On Christmas Eve, I received an e-mail from Christophe Barthélémy in Hong Kong to tell me that we'd gotten a Christmas present. Our big paper on the scoliid wasps of Hong Kong was now freely, publicly available! In this paper, we reviewed all sixteen species of Scoliidae known from the Hong Kong SAR to date, providing detailed descriptions and photographs of each. Nine of these had not previously been recorded from the region; one represented an entirely novel species. We also provided a detailed identification key and clarified some of the often convoluted taxonomy of this family.

Liacos erythrosoma, one of the larger scoliid species found in Hong Kong, copyright Jeffrey Cfy.

The Scoliidae, sometimes referred to as the hairy digger wasps or hairy flower wasps, are often large, striking wasps (the largest species found in Hong Kong get close to an inch in length) that are most often seen by observers when they visit flowers for food. They differ from other wasps in the structure of the wings which are shaped into radiating folds (often referred to as 'pseudoveins') towards the outer margins.
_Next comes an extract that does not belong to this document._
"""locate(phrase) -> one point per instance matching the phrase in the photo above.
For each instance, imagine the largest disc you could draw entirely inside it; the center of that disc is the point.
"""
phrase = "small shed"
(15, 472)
In life, the wings have an iridescent appearance. Female scoliids are robust insects with powerful legs. This is so they can burrow into the ground in search of hosts for their larvae which develop as parasitoids on the larvae of scarabaeid beetles. Male scoliids are generally smaller and more slender than females. In some species (particularly members of the tribe Campsomerini), males can look very different from females, to the extent that it can be all but impossible to link one with the other in isolation. Males of some species can sometimes be found in large numbers as they form swarms in search of females.

Mating pair of Phalerimeris phalerata (male on top), perhaps Hong Kong's commonest scoliid species. Copyright Daphne Wong.
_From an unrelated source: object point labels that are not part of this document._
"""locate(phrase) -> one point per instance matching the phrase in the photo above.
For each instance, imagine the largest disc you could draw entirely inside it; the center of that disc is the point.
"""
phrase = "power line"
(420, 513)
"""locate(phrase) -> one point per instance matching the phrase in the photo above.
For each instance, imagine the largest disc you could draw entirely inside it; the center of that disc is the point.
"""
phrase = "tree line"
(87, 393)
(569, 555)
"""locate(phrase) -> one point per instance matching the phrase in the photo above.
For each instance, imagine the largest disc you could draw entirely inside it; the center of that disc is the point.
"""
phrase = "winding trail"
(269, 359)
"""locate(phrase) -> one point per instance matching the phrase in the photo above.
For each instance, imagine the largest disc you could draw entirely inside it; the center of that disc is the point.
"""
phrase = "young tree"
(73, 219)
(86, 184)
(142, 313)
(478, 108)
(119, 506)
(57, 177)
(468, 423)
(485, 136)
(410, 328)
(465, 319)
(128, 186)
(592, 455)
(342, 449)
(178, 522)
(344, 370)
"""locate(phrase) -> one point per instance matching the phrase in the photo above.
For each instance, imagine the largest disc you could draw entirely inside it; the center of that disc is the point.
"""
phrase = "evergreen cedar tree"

Christophe and I had lit upon the idea of producing a review of the family as I was attempting to identify specimens collected as part of the Hong Kong mangrove survey. Christophe already had an extensive number of scoliids as part of his own amateur collection; these formed the greater part of the material we used. One of our primary challenges was making sense of the group's taxonomy. As well as the aforementioned difficulties in matching males to females, scoliid taxonomy has its own individual tangles. The system has historically been beset with confusion, questionable decisions, and disregard for priority. Species have often been subdivided into a bewildering array of subspecies, varieties and formae, often on the basis of quite superficial differences and often with little apparent consideration as to whether they represented distinct populations (individuals of different 'subspecies' may often be found at the same location). As a result, I had to spend a lot of time digging into archaic publications to make sure they had been correctly quoted by their successors. Fortunately (as long time readers of this site will probably know), this is exactly the sort of thing that I love doing*.
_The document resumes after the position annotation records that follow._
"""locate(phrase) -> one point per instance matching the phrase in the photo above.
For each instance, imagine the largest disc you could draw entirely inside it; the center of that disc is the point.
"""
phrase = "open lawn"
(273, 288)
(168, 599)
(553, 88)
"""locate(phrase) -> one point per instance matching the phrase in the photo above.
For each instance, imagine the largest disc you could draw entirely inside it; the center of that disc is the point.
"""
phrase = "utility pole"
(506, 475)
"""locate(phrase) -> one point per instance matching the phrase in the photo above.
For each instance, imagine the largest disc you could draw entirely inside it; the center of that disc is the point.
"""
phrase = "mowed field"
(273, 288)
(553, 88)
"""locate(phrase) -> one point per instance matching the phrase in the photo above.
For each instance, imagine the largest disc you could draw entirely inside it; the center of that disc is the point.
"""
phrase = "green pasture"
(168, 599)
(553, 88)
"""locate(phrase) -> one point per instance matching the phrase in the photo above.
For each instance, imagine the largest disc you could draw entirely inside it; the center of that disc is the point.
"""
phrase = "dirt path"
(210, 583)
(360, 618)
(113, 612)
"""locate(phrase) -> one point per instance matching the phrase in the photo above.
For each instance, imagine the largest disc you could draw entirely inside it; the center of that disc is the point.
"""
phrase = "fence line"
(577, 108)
*With a shout-out here to the Biodiversity Heritage Library. An absolutely brilliant resource that has just revolutionised the way we do literature research.

While I mostly took care of the taxonomy, key, and the first drafts of the descriptions, Christophe produced the photos, distribution maps, and revisions of the descriptions after I returned to Australia (including male genital dissections of all the species we had on hand). The end result is a paper I feel very proud of. Thank you to Benoit Guénard and the Entomology lab of Hong Kong University for providing access to resources, and if you have any interest in the wonderful world of Hong Kong hairy flower wasps, you can check out the final product here.